Desde una esquina un grupo me miraba como ocultándose. Me acerqué hasta
ellos y de un golpe los dispersé.
Nada, no escondían nada.

¿Dónde está el dinero? ¿Dónde?- grité.


¿Dónde todo lo que en estos años acumuló ese viejo cretino?

Tal vez los más allegados tendrían una pista.


La parejita... sí, sus preferidos entre todos, los siempre bien vestidos, los de la
sonrisa perfecta y el rostro plácido.
De un tirón desgarré tules y encajes de su vestido. La tomé del cuello y de un
certero hachazo le rebané los pezones. Una vez en el suelo le abrí el abdomen.
Me volví hacia él; de un golpe lo tumbé sobre la mesa de trabajo.
¡Mi dinero! ¿Dónde?- repetía en su rostro cada vez que uno a uno le arrancaba
sus dedos con una tenaza.
Traté de arrancarle palabras de la boca como si le extrajera los molares.

Me incorporé. Las manos y los pies ensangrentados por las astillas.


Hablé para que todos me oyeran y dije:


-¿No van a darme ninguna pista? Él ya no está! ¿No escucharon sus gritos?
Tampoco quiso decir nada ese viejo cretino!
Lo que ocultan es mío. ¡Mío! ¡Me corresponde!

Todos mantenían su pose. Nadie daba pistas, ni siquiera los torturados.


No se iban a salir con la suya.

Ahora el dueño de esta patética carpintería era yo.

No mas siestas adormiladas al sol de las vidrieras. No mas zapatos lustrosos. No


mas jackets, smokins y vestidos de fiesta.
Una pista, alguno en algún momento me daría una pista.

Tomé una madera nueva y escribí con letra prolija.

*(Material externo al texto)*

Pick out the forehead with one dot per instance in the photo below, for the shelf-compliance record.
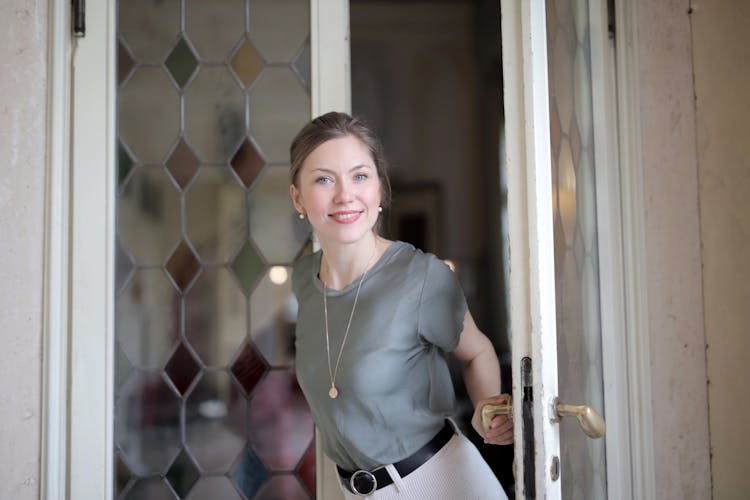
(341, 153)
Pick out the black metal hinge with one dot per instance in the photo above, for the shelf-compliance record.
(79, 18)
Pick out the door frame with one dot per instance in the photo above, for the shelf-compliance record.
(77, 405)
(625, 346)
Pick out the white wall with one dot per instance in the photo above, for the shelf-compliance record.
(23, 52)
(673, 252)
(721, 61)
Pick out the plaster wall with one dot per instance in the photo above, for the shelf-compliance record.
(673, 252)
(721, 50)
(23, 54)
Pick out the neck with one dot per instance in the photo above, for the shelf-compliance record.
(341, 264)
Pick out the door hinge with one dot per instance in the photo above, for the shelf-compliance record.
(79, 18)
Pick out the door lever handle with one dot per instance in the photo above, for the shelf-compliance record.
(591, 422)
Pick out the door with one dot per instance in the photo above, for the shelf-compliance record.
(556, 148)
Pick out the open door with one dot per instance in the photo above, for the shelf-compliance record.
(554, 268)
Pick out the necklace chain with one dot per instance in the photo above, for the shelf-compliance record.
(333, 391)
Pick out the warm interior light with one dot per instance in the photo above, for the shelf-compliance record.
(278, 275)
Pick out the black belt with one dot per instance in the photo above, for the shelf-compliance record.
(363, 482)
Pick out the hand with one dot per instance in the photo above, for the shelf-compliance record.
(501, 426)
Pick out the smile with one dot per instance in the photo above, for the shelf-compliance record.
(346, 217)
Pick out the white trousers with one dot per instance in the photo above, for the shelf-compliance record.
(456, 472)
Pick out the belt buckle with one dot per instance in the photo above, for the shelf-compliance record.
(360, 480)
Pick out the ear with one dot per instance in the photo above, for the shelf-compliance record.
(295, 195)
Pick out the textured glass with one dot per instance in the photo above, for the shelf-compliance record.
(247, 63)
(576, 254)
(216, 423)
(148, 319)
(273, 314)
(274, 224)
(278, 27)
(149, 27)
(183, 474)
(149, 114)
(215, 488)
(181, 63)
(148, 217)
(279, 107)
(249, 474)
(215, 27)
(216, 214)
(195, 161)
(182, 164)
(249, 369)
(280, 443)
(247, 163)
(286, 487)
(215, 317)
(147, 418)
(152, 488)
(214, 114)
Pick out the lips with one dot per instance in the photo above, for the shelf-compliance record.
(346, 216)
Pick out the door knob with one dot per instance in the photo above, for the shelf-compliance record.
(591, 422)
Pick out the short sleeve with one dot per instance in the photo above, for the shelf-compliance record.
(442, 306)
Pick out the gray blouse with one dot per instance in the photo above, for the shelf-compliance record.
(393, 379)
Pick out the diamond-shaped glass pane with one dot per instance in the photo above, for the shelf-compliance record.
(247, 63)
(214, 27)
(216, 425)
(124, 163)
(212, 487)
(214, 113)
(249, 369)
(273, 315)
(183, 474)
(216, 214)
(301, 64)
(147, 420)
(125, 62)
(147, 319)
(280, 443)
(148, 221)
(280, 108)
(274, 224)
(182, 164)
(247, 266)
(182, 368)
(215, 317)
(181, 63)
(149, 114)
(249, 473)
(150, 28)
(182, 266)
(279, 27)
(247, 163)
(285, 485)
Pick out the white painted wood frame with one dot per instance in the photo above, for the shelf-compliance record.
(331, 91)
(532, 264)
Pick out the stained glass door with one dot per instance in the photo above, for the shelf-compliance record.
(209, 95)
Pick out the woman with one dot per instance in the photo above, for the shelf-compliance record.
(375, 319)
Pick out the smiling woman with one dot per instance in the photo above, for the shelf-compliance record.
(389, 314)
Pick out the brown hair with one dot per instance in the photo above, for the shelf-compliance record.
(335, 125)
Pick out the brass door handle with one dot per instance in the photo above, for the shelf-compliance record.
(591, 422)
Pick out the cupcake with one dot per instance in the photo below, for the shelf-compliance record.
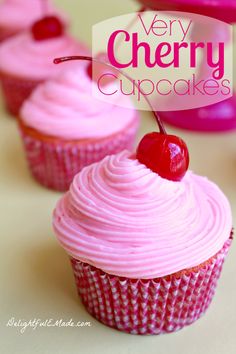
(146, 239)
(18, 15)
(27, 59)
(65, 128)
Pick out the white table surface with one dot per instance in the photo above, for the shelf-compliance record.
(36, 278)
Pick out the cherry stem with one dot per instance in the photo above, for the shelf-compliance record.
(82, 57)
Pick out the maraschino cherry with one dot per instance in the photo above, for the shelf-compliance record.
(48, 26)
(167, 155)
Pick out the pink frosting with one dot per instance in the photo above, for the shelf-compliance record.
(121, 217)
(24, 57)
(20, 14)
(65, 108)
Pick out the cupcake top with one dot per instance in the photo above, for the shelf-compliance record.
(20, 14)
(65, 108)
(126, 220)
(22, 56)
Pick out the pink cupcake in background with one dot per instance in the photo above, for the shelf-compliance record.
(19, 15)
(146, 250)
(27, 59)
(64, 128)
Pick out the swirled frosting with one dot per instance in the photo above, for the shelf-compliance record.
(121, 217)
(25, 57)
(20, 14)
(65, 108)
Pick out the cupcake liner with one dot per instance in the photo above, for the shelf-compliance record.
(16, 91)
(54, 163)
(155, 306)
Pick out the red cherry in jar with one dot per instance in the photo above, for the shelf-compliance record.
(46, 28)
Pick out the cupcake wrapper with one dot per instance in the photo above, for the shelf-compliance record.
(55, 163)
(156, 306)
(16, 91)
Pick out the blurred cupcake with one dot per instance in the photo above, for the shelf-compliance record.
(18, 15)
(146, 251)
(65, 128)
(27, 59)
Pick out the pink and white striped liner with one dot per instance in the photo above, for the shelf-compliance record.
(16, 91)
(155, 306)
(55, 163)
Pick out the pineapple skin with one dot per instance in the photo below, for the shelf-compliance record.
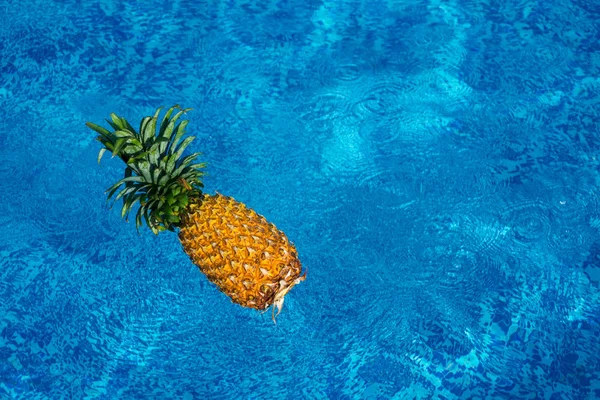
(248, 258)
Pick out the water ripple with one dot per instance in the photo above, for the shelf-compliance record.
(529, 222)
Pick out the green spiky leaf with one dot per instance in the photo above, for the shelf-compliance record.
(159, 178)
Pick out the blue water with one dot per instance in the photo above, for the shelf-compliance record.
(435, 162)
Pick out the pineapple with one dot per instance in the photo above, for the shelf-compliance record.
(246, 257)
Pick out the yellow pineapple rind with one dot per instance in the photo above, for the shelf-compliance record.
(248, 258)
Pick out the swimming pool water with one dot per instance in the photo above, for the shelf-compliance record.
(435, 162)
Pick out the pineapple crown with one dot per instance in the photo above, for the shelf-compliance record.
(157, 175)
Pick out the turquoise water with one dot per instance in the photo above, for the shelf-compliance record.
(436, 164)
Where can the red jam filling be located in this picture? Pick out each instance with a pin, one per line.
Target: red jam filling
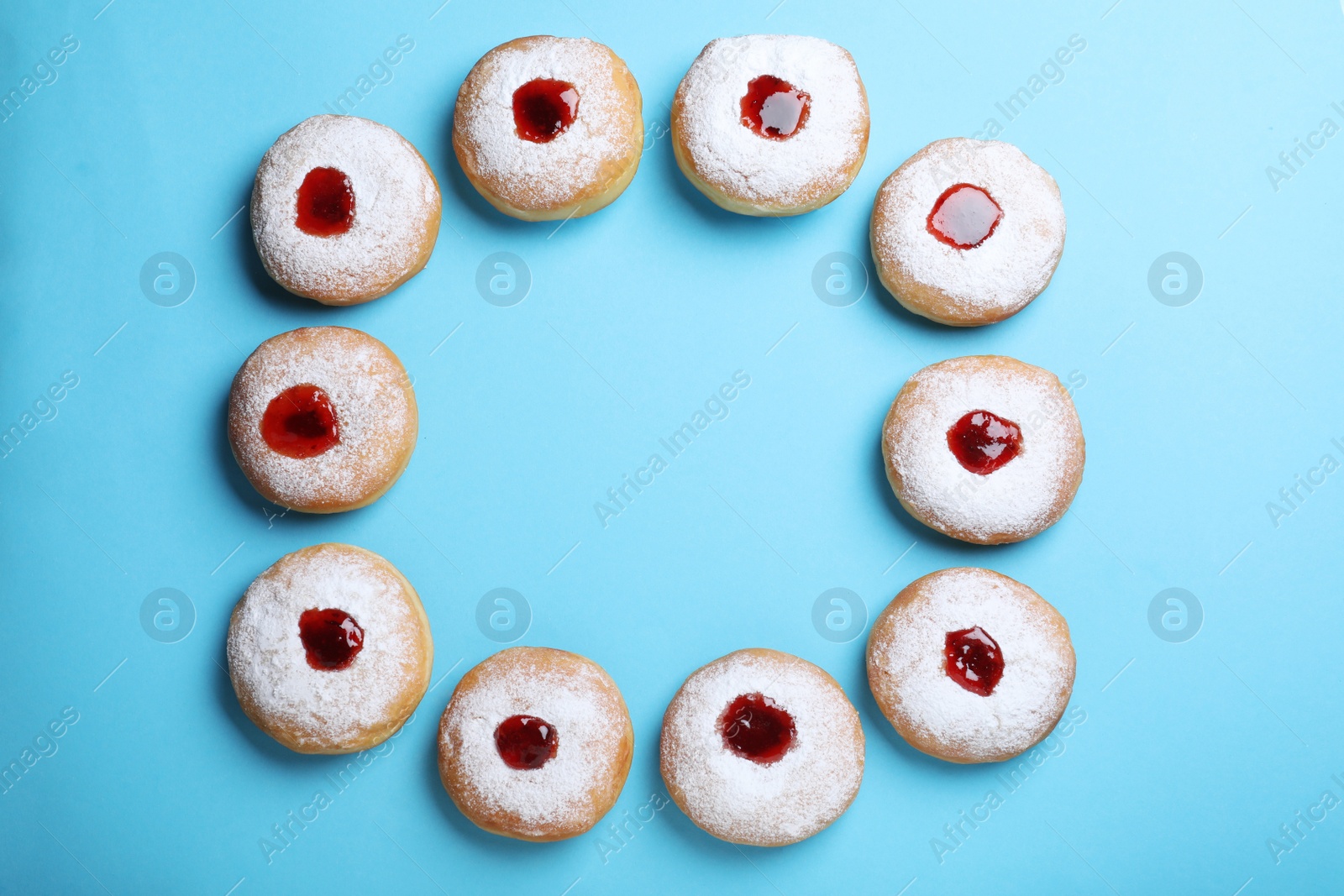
(964, 217)
(983, 443)
(326, 203)
(300, 422)
(544, 107)
(331, 638)
(773, 107)
(974, 661)
(757, 728)
(526, 741)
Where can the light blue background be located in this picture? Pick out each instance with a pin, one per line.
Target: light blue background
(1159, 134)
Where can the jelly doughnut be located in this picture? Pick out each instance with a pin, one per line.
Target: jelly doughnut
(535, 745)
(343, 210)
(770, 123)
(761, 747)
(322, 419)
(329, 649)
(967, 231)
(984, 449)
(969, 665)
(549, 128)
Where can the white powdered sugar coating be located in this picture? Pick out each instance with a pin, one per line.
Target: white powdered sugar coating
(326, 708)
(533, 175)
(1005, 271)
(578, 700)
(743, 801)
(1021, 497)
(375, 416)
(396, 199)
(815, 160)
(1038, 678)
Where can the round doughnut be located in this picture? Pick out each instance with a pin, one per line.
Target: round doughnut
(761, 747)
(770, 123)
(969, 665)
(535, 745)
(549, 128)
(984, 449)
(322, 419)
(329, 649)
(967, 231)
(343, 210)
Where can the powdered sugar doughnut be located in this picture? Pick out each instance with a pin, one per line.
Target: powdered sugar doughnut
(770, 123)
(322, 419)
(984, 449)
(343, 210)
(761, 747)
(549, 128)
(967, 231)
(535, 743)
(969, 665)
(329, 649)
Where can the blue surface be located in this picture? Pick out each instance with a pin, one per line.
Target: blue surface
(1193, 754)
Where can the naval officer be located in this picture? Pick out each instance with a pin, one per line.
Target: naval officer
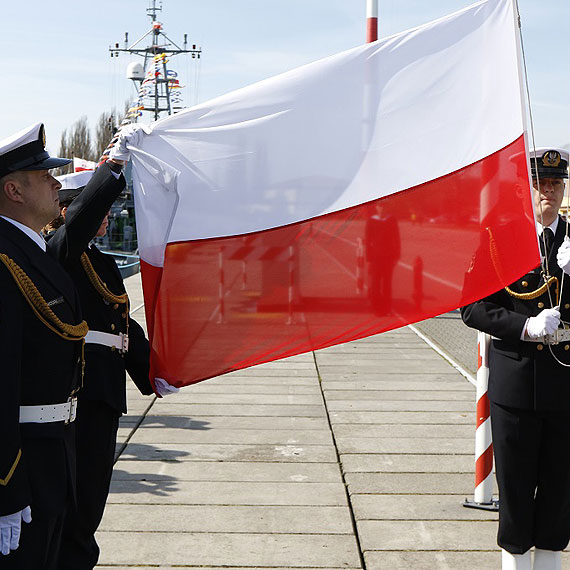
(529, 384)
(116, 343)
(41, 342)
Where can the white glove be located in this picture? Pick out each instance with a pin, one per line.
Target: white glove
(131, 136)
(546, 322)
(563, 256)
(163, 388)
(10, 527)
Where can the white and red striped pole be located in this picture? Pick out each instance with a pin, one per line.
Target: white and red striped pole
(371, 20)
(221, 313)
(359, 267)
(483, 496)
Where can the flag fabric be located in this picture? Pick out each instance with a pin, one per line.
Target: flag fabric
(372, 189)
(80, 164)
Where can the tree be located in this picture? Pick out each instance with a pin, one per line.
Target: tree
(104, 130)
(76, 142)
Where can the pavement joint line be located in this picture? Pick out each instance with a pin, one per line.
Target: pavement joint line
(138, 308)
(446, 356)
(339, 462)
(133, 430)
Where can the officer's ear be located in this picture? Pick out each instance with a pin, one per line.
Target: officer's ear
(11, 186)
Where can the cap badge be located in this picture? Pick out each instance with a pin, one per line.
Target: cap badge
(551, 159)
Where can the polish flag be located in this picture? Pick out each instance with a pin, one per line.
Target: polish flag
(80, 164)
(372, 189)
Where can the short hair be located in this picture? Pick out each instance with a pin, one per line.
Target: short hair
(20, 175)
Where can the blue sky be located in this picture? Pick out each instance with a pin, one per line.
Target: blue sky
(56, 65)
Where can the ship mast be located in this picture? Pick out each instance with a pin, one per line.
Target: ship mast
(371, 20)
(157, 86)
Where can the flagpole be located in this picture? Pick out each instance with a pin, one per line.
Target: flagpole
(371, 20)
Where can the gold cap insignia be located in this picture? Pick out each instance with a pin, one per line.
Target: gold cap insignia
(551, 159)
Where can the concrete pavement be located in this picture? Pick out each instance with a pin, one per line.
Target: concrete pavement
(356, 456)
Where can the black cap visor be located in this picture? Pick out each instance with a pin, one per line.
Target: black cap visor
(47, 164)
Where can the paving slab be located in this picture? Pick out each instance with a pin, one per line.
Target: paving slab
(424, 445)
(405, 417)
(417, 507)
(398, 463)
(154, 419)
(411, 483)
(175, 408)
(154, 435)
(228, 519)
(447, 431)
(442, 560)
(401, 406)
(386, 366)
(427, 535)
(189, 397)
(126, 470)
(226, 493)
(397, 394)
(222, 549)
(399, 382)
(229, 452)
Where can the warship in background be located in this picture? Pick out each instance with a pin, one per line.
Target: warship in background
(158, 94)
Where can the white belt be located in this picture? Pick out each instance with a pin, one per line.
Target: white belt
(48, 413)
(120, 341)
(560, 335)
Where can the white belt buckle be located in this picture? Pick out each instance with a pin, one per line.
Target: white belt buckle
(72, 401)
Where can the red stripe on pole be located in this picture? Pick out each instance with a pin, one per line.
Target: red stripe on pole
(483, 409)
(484, 465)
(371, 30)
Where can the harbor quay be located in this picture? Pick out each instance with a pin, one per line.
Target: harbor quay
(358, 456)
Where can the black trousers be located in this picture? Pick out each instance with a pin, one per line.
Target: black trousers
(532, 463)
(39, 545)
(97, 425)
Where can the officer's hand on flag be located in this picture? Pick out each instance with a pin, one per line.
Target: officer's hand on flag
(563, 256)
(546, 322)
(163, 388)
(129, 136)
(10, 529)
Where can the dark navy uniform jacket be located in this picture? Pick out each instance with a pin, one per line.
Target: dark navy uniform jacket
(104, 367)
(37, 460)
(524, 374)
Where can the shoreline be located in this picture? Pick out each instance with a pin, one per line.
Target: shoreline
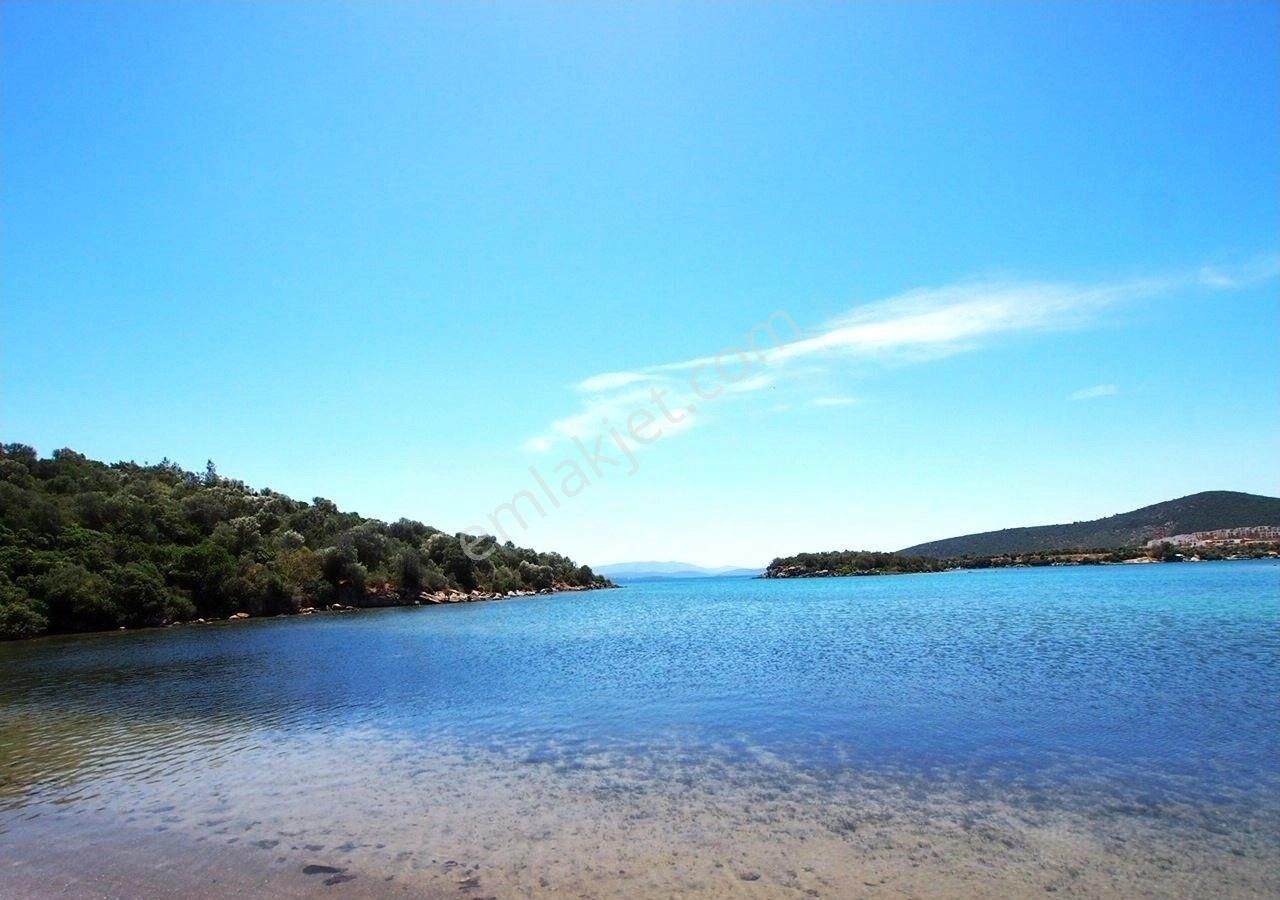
(423, 601)
(1083, 561)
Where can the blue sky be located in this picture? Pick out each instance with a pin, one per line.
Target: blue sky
(385, 254)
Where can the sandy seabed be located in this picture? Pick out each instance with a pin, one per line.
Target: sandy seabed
(374, 818)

Salí a la calle y colgué el cartel.
Estaba amaneciendo.
Por la vereda de enfrente venía mi mente (siempre me deja solo para el trabajo
más duro), crucé a su encuentro y desde allí miramos la fachada:

'CASA PIRES MANIQUÍES'

y el cartel recién colgado:

'Se alquilan para la práctica de homicidios. Todos los tamaños'

Entramos juntos al negocio y nos sentamos a esperar los clientes.